- Aidonochori Location within Greece
- Coordinates: 39°05′42″N 21°58′23″E﻿ / ﻿39.095°N 21.973°E
- Country: Greece
- Administrative region: Thessaly
- Regional unit: Karditsa
- Municipality: Sofades
- Municipal unit: Menelaida

Population (2021)
- • Community: 147
- Time zone: UTC+2 (EET)
- • Summer (DST): UTC+3 (EEST)

= Aidonochori, Karditsa =

Aidonochori (Greek: Αηδονοχώρι) is a village located in the southern Agrafa region, Greece. It is part of the Karditsa regional unit. According to the latest reform, under the "Kallikrates" program, Aidonochori belongs to the municipality of Sofades and it owns under its jurisdiction an area of 26000 hectares.

It lies 3 km north of Rentina, 4 km southeast of Vathylakkos, 9 km northeast of Fourna and 31 km south of the town of Karditsa.
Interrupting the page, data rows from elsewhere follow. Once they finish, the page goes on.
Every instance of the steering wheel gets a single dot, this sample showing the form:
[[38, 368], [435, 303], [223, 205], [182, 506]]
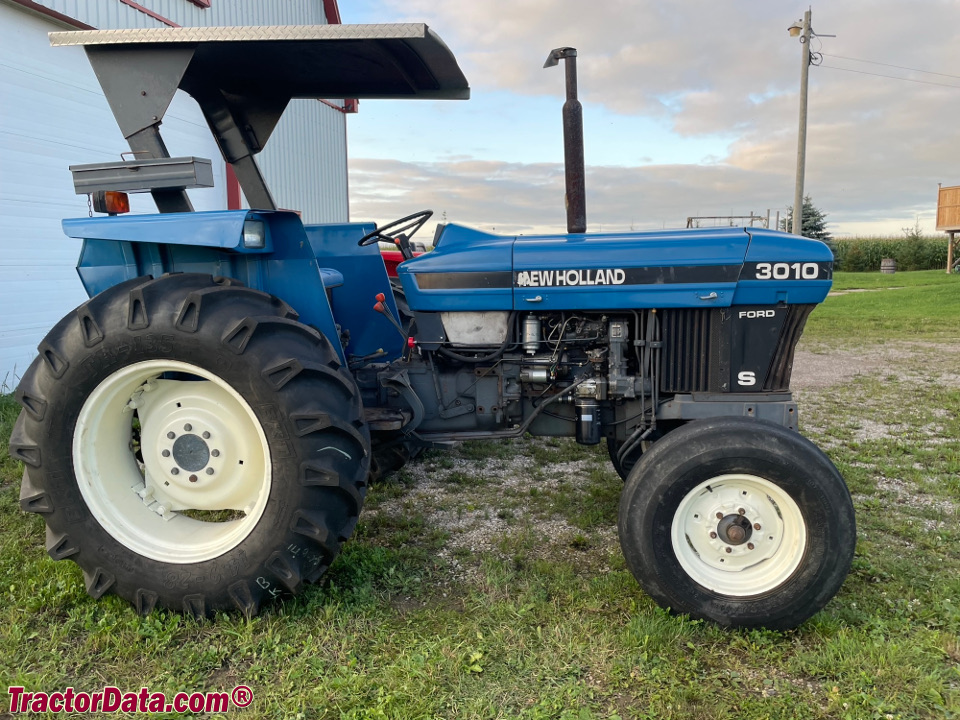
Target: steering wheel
[[399, 227]]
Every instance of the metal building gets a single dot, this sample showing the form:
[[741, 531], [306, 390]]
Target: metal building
[[53, 114]]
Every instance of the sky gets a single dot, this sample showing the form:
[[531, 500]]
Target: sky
[[690, 107]]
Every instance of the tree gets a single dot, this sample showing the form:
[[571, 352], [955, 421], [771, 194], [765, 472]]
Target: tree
[[814, 221]]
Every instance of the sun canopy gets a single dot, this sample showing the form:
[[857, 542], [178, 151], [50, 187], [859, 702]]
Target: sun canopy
[[244, 77]]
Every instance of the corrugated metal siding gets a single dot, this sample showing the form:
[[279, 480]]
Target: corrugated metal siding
[[106, 14], [54, 115], [314, 131]]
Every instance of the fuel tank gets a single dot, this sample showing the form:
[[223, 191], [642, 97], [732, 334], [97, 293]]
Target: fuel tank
[[696, 268]]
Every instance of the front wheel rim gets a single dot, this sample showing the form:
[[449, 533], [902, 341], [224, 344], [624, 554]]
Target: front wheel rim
[[182, 499], [739, 535]]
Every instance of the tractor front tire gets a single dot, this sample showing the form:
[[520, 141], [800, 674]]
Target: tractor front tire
[[738, 521], [191, 446]]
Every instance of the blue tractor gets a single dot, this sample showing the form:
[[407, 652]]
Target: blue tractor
[[201, 433]]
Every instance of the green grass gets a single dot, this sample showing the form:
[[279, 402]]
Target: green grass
[[487, 582], [911, 305]]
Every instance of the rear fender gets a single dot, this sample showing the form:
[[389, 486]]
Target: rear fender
[[116, 249]]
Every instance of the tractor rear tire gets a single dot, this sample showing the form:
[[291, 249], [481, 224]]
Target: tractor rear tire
[[191, 446], [738, 521]]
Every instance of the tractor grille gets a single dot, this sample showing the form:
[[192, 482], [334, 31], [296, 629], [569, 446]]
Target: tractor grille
[[689, 342], [778, 378], [700, 345]]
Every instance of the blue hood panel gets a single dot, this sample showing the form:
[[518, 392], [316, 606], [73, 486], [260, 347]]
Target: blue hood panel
[[471, 270]]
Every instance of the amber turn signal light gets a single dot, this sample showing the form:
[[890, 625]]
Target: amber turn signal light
[[111, 201]]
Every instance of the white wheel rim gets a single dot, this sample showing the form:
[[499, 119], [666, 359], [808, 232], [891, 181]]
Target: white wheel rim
[[710, 548], [217, 459]]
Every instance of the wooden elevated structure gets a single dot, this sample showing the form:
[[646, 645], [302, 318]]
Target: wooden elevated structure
[[948, 221]]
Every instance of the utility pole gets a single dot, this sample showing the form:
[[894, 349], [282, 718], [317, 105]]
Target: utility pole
[[802, 135]]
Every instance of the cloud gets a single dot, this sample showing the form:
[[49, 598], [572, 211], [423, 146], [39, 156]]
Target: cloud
[[876, 147]]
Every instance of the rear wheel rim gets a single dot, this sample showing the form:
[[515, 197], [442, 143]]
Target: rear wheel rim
[[739, 535], [200, 482]]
Aidonochori is located in an area with lush vegetation, at an altitude of 750 meters. The abundance of natural springs, within and outside the village, and the streams that surround it, make the area rich in water resources. This contributes both to preserve the indigenous flora and fauna, and the overall development of the region.